Jumat, 27 Desember 2024

RUMAH MASA DEPAN

Badrun salah seorang tukang (ahli) bangunan sedang menunggu Pak Lebay, Bosnya. Ia telah menyelesaikan satu bangunan rumah bersama anak buahnya. Tak lama Pak Lebay. Mereka duduk-duduk di sofa ruang tamu. Udara sekeliling masih mengeluarkan aroma cat.

“Bagaimana kabarmu Drun, sudah lama nggak ketemu,” tanya Pak Lebay.

“Baik Pak, rumah juga sudah siap huni,” jawab Badrun bangga.

Pak Lebay tersenyum. Badrun bungah.

Pak Lebay beranjak berdiri. Mulai melihat-lihat hasil pekerjaan Badrun.
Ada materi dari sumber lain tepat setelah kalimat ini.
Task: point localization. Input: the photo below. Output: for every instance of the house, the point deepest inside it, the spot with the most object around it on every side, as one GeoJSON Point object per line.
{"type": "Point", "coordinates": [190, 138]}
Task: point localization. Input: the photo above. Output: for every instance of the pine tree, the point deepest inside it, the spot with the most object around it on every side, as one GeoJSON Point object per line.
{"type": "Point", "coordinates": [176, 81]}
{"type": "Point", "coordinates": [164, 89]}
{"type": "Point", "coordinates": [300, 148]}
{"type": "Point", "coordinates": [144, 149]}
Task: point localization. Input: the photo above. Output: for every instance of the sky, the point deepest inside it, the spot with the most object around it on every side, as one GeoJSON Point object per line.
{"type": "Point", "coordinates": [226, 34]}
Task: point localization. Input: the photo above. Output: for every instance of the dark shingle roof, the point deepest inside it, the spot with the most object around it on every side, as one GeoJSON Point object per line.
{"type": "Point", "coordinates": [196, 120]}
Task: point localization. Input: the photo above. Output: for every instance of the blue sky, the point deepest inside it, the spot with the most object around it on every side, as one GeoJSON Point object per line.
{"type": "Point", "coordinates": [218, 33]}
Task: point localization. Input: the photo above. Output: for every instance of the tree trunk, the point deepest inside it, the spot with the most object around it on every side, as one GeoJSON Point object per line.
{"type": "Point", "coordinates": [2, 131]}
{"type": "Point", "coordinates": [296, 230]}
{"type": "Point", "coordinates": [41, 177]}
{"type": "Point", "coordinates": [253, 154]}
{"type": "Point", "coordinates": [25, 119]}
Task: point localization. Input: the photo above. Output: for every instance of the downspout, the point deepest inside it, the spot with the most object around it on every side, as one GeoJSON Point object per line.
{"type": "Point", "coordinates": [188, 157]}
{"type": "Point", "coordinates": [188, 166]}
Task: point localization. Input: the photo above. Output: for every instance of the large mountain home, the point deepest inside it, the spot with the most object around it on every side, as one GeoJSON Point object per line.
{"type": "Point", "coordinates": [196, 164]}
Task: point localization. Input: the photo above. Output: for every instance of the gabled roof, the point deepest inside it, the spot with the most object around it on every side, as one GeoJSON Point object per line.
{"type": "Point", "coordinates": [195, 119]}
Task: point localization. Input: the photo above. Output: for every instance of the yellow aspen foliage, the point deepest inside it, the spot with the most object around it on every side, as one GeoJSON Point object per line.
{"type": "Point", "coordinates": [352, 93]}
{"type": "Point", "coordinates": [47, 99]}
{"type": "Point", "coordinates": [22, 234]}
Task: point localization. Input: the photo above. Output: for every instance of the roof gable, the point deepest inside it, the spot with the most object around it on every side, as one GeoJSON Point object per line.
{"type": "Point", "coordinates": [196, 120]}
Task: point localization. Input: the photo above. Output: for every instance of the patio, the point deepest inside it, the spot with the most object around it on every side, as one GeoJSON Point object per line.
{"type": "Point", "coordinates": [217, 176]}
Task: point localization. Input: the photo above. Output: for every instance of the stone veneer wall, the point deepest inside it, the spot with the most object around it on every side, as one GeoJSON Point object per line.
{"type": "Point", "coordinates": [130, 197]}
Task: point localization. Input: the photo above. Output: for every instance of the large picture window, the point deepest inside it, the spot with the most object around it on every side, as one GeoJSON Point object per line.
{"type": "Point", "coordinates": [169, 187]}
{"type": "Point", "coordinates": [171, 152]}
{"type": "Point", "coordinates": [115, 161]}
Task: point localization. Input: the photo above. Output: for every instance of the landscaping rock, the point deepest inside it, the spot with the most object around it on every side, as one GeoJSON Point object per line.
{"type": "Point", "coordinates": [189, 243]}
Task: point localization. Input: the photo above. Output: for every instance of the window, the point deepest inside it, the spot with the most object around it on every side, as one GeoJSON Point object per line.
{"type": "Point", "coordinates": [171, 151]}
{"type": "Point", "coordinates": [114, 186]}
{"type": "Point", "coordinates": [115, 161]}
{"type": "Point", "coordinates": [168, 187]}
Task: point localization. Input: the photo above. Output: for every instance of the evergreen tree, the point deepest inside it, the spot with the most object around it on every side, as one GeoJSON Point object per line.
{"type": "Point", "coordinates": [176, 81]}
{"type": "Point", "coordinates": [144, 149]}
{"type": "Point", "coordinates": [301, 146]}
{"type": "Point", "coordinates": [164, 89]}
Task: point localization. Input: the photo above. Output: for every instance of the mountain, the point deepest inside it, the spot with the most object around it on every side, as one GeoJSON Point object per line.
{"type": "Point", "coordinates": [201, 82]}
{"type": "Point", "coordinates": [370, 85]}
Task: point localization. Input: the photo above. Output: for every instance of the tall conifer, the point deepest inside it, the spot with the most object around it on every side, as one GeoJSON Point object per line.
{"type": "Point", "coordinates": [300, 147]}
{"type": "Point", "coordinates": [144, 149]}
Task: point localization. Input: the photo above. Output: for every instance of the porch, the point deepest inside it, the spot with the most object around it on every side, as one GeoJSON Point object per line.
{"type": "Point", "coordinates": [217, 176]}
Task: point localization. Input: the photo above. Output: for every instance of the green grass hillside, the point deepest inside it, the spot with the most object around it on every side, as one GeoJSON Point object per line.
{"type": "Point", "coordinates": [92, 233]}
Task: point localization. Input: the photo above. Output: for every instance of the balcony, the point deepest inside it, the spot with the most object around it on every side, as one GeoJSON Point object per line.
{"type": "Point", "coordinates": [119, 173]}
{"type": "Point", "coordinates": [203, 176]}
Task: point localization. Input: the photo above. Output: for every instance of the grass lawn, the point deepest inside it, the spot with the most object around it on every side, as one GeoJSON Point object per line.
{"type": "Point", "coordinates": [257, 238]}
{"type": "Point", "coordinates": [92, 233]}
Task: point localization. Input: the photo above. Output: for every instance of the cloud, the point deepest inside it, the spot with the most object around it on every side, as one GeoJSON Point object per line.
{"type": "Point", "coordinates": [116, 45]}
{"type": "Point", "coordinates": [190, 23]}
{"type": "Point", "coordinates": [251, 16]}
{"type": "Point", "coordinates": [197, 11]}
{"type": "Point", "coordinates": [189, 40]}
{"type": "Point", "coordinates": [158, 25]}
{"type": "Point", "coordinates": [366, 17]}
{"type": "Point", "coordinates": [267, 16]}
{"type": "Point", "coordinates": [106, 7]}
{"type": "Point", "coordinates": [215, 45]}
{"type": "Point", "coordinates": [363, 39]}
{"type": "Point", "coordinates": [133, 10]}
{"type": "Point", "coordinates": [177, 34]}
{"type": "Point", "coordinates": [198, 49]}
Ia mulai dari ruang tamu.

“Kenapa kau pasang keramik warna-warni.”

“Karena melambang hati yang gembira, semua yang Pak Lebay lihat nanti adalah berdasarkan filosofi kehidupan.”

“OK.” Pak Lebay mulai berkeliling.

Ia tertegun melihat sebuah pipa bening transparan yang terpasang di sepanjang dinding lantai atas ke lantai bawah yang nanti berahir di septik tank.
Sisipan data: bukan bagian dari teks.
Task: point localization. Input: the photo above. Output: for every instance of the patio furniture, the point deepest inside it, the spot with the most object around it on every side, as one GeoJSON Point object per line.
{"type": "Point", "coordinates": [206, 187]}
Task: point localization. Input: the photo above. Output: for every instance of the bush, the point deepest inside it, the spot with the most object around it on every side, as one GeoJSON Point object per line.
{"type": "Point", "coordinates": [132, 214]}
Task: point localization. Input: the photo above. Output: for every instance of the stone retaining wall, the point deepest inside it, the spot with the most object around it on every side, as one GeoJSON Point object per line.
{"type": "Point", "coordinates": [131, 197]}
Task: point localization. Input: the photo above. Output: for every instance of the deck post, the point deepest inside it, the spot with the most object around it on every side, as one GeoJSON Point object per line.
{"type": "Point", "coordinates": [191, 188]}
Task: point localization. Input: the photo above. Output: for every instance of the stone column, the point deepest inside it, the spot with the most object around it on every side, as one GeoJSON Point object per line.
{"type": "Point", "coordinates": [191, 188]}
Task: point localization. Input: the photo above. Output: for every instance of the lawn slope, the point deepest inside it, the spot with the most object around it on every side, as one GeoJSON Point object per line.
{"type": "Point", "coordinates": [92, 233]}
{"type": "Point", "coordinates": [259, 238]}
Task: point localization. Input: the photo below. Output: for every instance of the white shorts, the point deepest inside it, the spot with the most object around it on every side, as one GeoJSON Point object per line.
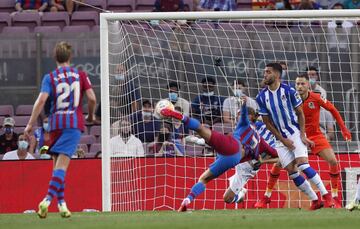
{"type": "Point", "coordinates": [286, 156]}
{"type": "Point", "coordinates": [243, 172]}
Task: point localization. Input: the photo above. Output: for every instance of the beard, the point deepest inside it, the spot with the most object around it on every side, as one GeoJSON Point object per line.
{"type": "Point", "coordinates": [269, 81]}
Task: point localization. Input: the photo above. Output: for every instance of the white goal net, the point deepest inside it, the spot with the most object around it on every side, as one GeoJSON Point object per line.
{"type": "Point", "coordinates": [147, 163]}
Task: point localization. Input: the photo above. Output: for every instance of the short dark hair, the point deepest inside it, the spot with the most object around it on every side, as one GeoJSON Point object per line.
{"type": "Point", "coordinates": [276, 66]}
{"type": "Point", "coordinates": [146, 101]}
{"type": "Point", "coordinates": [208, 79]}
{"type": "Point", "coordinates": [304, 75]}
{"type": "Point", "coordinates": [312, 68]}
{"type": "Point", "coordinates": [173, 84]}
{"type": "Point", "coordinates": [240, 82]}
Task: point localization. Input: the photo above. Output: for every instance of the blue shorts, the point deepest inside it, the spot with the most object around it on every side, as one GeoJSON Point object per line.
{"type": "Point", "coordinates": [224, 163]}
{"type": "Point", "coordinates": [64, 141]}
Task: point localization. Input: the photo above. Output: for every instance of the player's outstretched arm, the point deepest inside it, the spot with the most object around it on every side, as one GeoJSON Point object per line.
{"type": "Point", "coordinates": [38, 106]}
{"type": "Point", "coordinates": [336, 114]}
{"type": "Point", "coordinates": [301, 119]}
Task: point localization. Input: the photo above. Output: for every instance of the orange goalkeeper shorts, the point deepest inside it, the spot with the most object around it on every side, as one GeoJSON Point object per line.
{"type": "Point", "coordinates": [321, 143]}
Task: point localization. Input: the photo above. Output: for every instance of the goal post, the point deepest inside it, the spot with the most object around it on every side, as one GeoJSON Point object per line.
{"type": "Point", "coordinates": [141, 53]}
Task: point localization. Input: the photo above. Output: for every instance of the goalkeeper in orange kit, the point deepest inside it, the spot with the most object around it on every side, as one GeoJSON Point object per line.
{"type": "Point", "coordinates": [312, 103]}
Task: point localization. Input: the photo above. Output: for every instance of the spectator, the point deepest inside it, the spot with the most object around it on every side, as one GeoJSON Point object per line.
{"type": "Point", "coordinates": [34, 5]}
{"type": "Point", "coordinates": [338, 31]}
{"type": "Point", "coordinates": [8, 140]}
{"type": "Point", "coordinates": [125, 144]}
{"type": "Point", "coordinates": [352, 4]}
{"type": "Point", "coordinates": [146, 126]}
{"type": "Point", "coordinates": [327, 124]}
{"type": "Point", "coordinates": [207, 107]}
{"type": "Point", "coordinates": [313, 74]}
{"type": "Point", "coordinates": [42, 135]}
{"type": "Point", "coordinates": [22, 152]}
{"type": "Point", "coordinates": [308, 5]}
{"type": "Point", "coordinates": [176, 99]}
{"type": "Point", "coordinates": [169, 5]}
{"type": "Point", "coordinates": [215, 5]}
{"type": "Point", "coordinates": [62, 5]}
{"type": "Point", "coordinates": [232, 104]}
{"type": "Point", "coordinates": [285, 74]}
{"type": "Point", "coordinates": [164, 145]}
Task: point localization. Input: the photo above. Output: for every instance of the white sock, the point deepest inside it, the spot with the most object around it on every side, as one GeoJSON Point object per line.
{"type": "Point", "coordinates": [316, 180]}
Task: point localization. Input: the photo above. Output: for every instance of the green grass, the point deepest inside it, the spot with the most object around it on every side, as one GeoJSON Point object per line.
{"type": "Point", "coordinates": [239, 219]}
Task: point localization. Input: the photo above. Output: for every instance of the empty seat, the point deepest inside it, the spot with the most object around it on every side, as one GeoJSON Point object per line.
{"type": "Point", "coordinates": [47, 29]}
{"type": "Point", "coordinates": [30, 20]}
{"type": "Point", "coordinates": [97, 3]}
{"type": "Point", "coordinates": [223, 127]}
{"type": "Point", "coordinates": [7, 6]}
{"type": "Point", "coordinates": [144, 5]}
{"type": "Point", "coordinates": [121, 6]}
{"type": "Point", "coordinates": [95, 131]}
{"type": "Point", "coordinates": [24, 110]}
{"type": "Point", "coordinates": [83, 147]}
{"type": "Point", "coordinates": [76, 29]}
{"type": "Point", "coordinates": [89, 18]}
{"type": "Point", "coordinates": [19, 129]}
{"type": "Point", "coordinates": [87, 139]}
{"type": "Point", "coordinates": [55, 19]}
{"type": "Point", "coordinates": [94, 148]}
{"type": "Point", "coordinates": [21, 120]}
{"type": "Point", "coordinates": [16, 30]}
{"type": "Point", "coordinates": [5, 20]}
{"type": "Point", "coordinates": [6, 110]}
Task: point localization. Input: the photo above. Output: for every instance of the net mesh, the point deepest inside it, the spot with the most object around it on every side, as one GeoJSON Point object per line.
{"type": "Point", "coordinates": [145, 56]}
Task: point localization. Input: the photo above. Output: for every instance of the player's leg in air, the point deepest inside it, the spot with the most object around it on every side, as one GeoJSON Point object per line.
{"type": "Point", "coordinates": [228, 148]}
{"type": "Point", "coordinates": [243, 173]}
{"type": "Point", "coordinates": [62, 149]}
{"type": "Point", "coordinates": [355, 204]}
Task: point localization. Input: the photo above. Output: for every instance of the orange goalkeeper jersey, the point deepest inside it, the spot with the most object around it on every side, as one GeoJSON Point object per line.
{"type": "Point", "coordinates": [312, 115]}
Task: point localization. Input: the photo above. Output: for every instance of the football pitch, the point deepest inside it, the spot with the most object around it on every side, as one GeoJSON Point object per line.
{"type": "Point", "coordinates": [267, 219]}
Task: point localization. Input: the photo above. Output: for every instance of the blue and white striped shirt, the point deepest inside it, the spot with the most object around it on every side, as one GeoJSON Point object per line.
{"type": "Point", "coordinates": [280, 106]}
{"type": "Point", "coordinates": [265, 133]}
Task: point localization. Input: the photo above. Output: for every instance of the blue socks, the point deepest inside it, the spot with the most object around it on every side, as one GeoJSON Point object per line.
{"type": "Point", "coordinates": [56, 182]}
{"type": "Point", "coordinates": [196, 190]}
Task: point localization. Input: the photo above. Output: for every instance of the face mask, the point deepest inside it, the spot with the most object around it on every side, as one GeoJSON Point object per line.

“Ini adalah filosofi keterbukaan di mana masing-masing dari kita manusia punya kekurangan dan kelebihan, jadi tak perlu sombong.”
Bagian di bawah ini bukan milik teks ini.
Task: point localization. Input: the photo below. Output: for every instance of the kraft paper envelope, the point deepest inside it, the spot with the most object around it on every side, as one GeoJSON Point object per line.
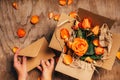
{"type": "Point", "coordinates": [57, 43]}
{"type": "Point", "coordinates": [78, 73]}
{"type": "Point", "coordinates": [35, 52]}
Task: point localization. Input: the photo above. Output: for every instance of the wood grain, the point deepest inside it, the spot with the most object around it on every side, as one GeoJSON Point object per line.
{"type": "Point", "coordinates": [12, 19]}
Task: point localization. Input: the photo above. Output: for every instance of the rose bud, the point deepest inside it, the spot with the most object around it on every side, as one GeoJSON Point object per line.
{"type": "Point", "coordinates": [95, 30]}
{"type": "Point", "coordinates": [15, 5]}
{"type": "Point", "coordinates": [64, 33]}
{"type": "Point", "coordinates": [99, 50]}
{"type": "Point", "coordinates": [69, 44]}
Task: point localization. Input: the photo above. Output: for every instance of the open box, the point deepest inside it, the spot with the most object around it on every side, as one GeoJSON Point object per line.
{"type": "Point", "coordinates": [35, 52]}
{"type": "Point", "coordinates": [57, 43]}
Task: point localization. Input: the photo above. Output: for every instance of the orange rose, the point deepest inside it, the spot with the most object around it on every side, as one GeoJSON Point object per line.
{"type": "Point", "coordinates": [99, 50]}
{"type": "Point", "coordinates": [64, 33]}
{"type": "Point", "coordinates": [86, 24]}
{"type": "Point", "coordinates": [80, 46]}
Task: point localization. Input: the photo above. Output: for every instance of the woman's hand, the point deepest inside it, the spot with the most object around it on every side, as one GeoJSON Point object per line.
{"type": "Point", "coordinates": [46, 68]}
{"type": "Point", "coordinates": [20, 67]}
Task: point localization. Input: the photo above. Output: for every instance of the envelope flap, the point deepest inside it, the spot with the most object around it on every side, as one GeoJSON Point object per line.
{"type": "Point", "coordinates": [96, 19]}
{"type": "Point", "coordinates": [78, 73]}
{"type": "Point", "coordinates": [33, 49]}
{"type": "Point", "coordinates": [64, 19]}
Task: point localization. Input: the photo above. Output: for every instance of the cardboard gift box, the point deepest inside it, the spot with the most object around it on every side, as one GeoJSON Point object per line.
{"type": "Point", "coordinates": [57, 43]}
{"type": "Point", "coordinates": [35, 52]}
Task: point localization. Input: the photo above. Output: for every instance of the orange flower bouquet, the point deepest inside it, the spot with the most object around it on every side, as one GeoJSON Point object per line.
{"type": "Point", "coordinates": [85, 42]}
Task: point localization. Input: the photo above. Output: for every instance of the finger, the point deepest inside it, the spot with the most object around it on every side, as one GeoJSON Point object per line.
{"type": "Point", "coordinates": [16, 56]}
{"type": "Point", "coordinates": [40, 68]}
{"type": "Point", "coordinates": [43, 64]}
{"type": "Point", "coordinates": [24, 60]}
{"type": "Point", "coordinates": [47, 63]}
{"type": "Point", "coordinates": [52, 62]}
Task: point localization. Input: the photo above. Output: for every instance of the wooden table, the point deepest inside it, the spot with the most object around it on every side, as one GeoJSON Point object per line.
{"type": "Point", "coordinates": [12, 19]}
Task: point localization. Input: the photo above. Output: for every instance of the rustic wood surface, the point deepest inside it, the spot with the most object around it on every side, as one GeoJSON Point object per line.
{"type": "Point", "coordinates": [12, 19]}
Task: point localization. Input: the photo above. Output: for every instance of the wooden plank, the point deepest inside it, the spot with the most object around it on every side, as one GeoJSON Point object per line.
{"type": "Point", "coordinates": [11, 20]}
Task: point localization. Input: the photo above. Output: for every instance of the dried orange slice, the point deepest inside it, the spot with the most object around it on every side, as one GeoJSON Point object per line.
{"type": "Point", "coordinates": [64, 33]}
{"type": "Point", "coordinates": [34, 19]}
{"type": "Point", "coordinates": [67, 59]}
{"type": "Point", "coordinates": [39, 78]}
{"type": "Point", "coordinates": [21, 32]}
{"type": "Point", "coordinates": [118, 55]}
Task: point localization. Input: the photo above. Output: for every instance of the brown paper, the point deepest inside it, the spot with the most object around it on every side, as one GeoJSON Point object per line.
{"type": "Point", "coordinates": [57, 43]}
{"type": "Point", "coordinates": [78, 73]}
{"type": "Point", "coordinates": [36, 51]}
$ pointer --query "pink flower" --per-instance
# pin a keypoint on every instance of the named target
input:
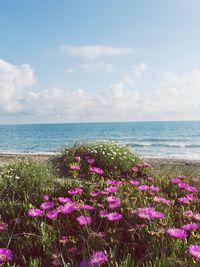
(88, 207)
(96, 170)
(75, 167)
(3, 226)
(111, 189)
(114, 216)
(75, 191)
(77, 158)
(162, 200)
(98, 258)
(143, 187)
(95, 193)
(91, 161)
(197, 216)
(154, 188)
(188, 213)
(175, 181)
(64, 200)
(103, 213)
(52, 215)
(114, 202)
(134, 169)
(45, 197)
(47, 205)
(190, 227)
(177, 233)
(195, 251)
(5, 255)
(66, 209)
(84, 220)
(134, 183)
(33, 213)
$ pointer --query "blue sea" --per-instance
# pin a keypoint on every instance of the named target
(151, 139)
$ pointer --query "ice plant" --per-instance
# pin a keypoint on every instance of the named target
(190, 227)
(84, 220)
(3, 226)
(149, 213)
(47, 205)
(52, 214)
(75, 167)
(98, 258)
(96, 170)
(195, 251)
(134, 182)
(75, 191)
(95, 193)
(5, 255)
(35, 213)
(114, 216)
(177, 233)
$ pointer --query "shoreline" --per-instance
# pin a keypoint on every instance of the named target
(161, 166)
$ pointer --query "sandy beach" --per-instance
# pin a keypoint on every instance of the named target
(161, 166)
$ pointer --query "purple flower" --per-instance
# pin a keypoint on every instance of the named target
(85, 263)
(95, 193)
(3, 226)
(197, 216)
(175, 181)
(134, 183)
(98, 258)
(45, 197)
(143, 187)
(84, 220)
(88, 207)
(75, 167)
(114, 216)
(64, 200)
(177, 233)
(114, 202)
(192, 189)
(66, 209)
(162, 200)
(5, 255)
(195, 251)
(91, 161)
(190, 227)
(103, 213)
(47, 205)
(111, 189)
(52, 214)
(154, 188)
(35, 213)
(188, 213)
(149, 213)
(96, 170)
(75, 191)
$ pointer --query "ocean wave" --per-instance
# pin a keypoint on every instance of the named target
(174, 145)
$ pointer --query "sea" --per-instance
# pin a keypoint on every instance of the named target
(177, 139)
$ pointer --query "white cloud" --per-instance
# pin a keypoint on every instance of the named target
(13, 82)
(175, 96)
(93, 52)
(92, 67)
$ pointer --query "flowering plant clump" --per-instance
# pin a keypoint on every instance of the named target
(101, 217)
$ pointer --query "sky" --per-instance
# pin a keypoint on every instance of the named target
(98, 61)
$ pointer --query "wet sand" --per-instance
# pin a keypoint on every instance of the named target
(161, 166)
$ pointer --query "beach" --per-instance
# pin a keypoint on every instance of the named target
(161, 166)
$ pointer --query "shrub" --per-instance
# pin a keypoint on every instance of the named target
(112, 157)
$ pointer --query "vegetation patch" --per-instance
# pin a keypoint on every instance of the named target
(124, 217)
Pak Lebay manggut-manggut. Ia tersenyum melihat kasur yang dibuat persis peti mati.

“Sebagai manusia biasa kita wajib untuk terus instropeksi diri agar kelak manusia bisa menjadi lebih baik.”

Pak Lebay mau turun dari lantai dua. Dan satu-satunya jalan agar sampai ke lantai bawah dengan prosotan. Secara otomatis anak tangga itu akan menarik diri seperti seekor ular yang gagal mematuk mangsa. Ia pun turun sambil melewati akuarium ikan yang terbuat dari pipa-pipa transparan yang terpasang melilit sepanjang ruangan.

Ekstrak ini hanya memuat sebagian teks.